The second structural force—and the mechanism for valuation-driven weakening—is reserve diversification. Central banks and sovereign wealth funds around the world hold a disproportionate share of their assets—nearly 60%—in dollars (Display). That share has gradually declined over time.

The Dollar’s Share of Global Reserves Has Gradually Declined
Share of Global FX Reserves (Percent)
Share of global currency reserves by major currency, with the dollar much higher than others but drifting down since 2015.

Historical and current analyses do not guarantee future results.
Through June 30, 2025
Source: International Monetary Fund and AllianceBernstein (AB)

Still, given the US’s less reliable, less predictable and less rules-based role in the global political economy, we believe that global reserve managers have an even stronger incentive than they had previously to diversify their holdings. Indeed, the data suggest that outflows accelerated somewhat last year in the wake of the magnitude and breadth of the tariffs announced in April.

Those same tariffs that gave our trading partners incentive to move out of dollars, however, also provided economic support for the currency as the year progressed. Tariffs did reduce the trade deficit by making foreign goods less competitive in the US market, and reducing a trade deficit generally supports a currency.

Tariffs made a fiscal impact too, generating record levels of customs revenue—more than $200 billion in 2025. While that represents only 0.5% to 1.0% of total GDP, it did make a contribution to the federal budget. And, while the deficit remains very large by historical standards, it does not appear to have increased in 2025. That, too, should be supportive of the dollar.

Finally, increasing investor attention to artificial intelligence (AI) also boosted the dollar as 2025 progressed. Inflows into US equity markets, which became increasingly concentrated in AI-related names, provided support for the currency as well (Display).

US Equity Inflows Helped Support the Dollar in 2025
Equity Flows (USD Billions)
Compares emerging markets, Japan, Western Europe and US equity flows, which rose dramatically for the US since 2020.

Historical and current analyses do not guarantee future results.
Through June 30, 2025
Source: Emerging Portfolio Fund Research Global and AB

These factors fought to a draw in the second half of 2025; after its early slide, the dollar treaded water for the remainder of the year. And given that the same factors remain in play today, we expect more of the same in 2026.

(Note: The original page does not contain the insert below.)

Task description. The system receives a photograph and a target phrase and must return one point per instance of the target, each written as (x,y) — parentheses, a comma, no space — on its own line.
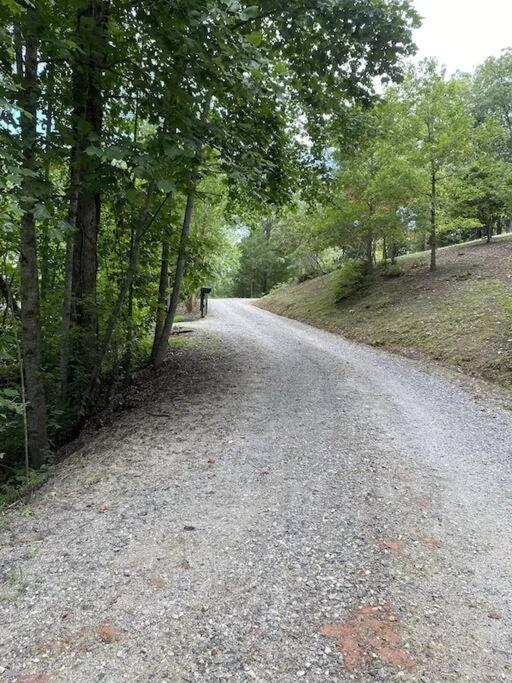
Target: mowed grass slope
(460,316)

Swing Factors That Could End the Stalemate

That outlook could change if certain swing factors materialize.

The first and most important potential shock to the system would be a loss of central-bank independence. Central banks without independence have a long and inglorious history of generating persistent inflation, which would erode the value of long-term dollar holdings and force reserve managers into other currencies.

If the Supreme Court decides pending cases in favor of the Trump Administration and the Fed becomes subject to political oversight, or if the next Fed Chair is not perceived to be independent, we believe that reserve managers will significantly accelerate their diversification away from the dollar.

On the other side of the coin, if AI boosts productivity in the near term, that could lead to an economic acceleration that would generate more inflows and push the dollar’s value back up. At this stage of the year, we can’t predict whether either of those possibilities will materialize, and thus we expect the dollar to fluctuate rather than to trend.

As ever, though, forecasting foreign exchange is a dangerous game, and we will watch closely as the year progresses to see which factors prevail or if the stalemate that defined the end of 2025 in currency markets persists through 2026. 

The views expressed herein do not constitute research, investment advice or trade recommendations, do not necessarily represent the views of all AB portfolio-management teams and are subject to change over time.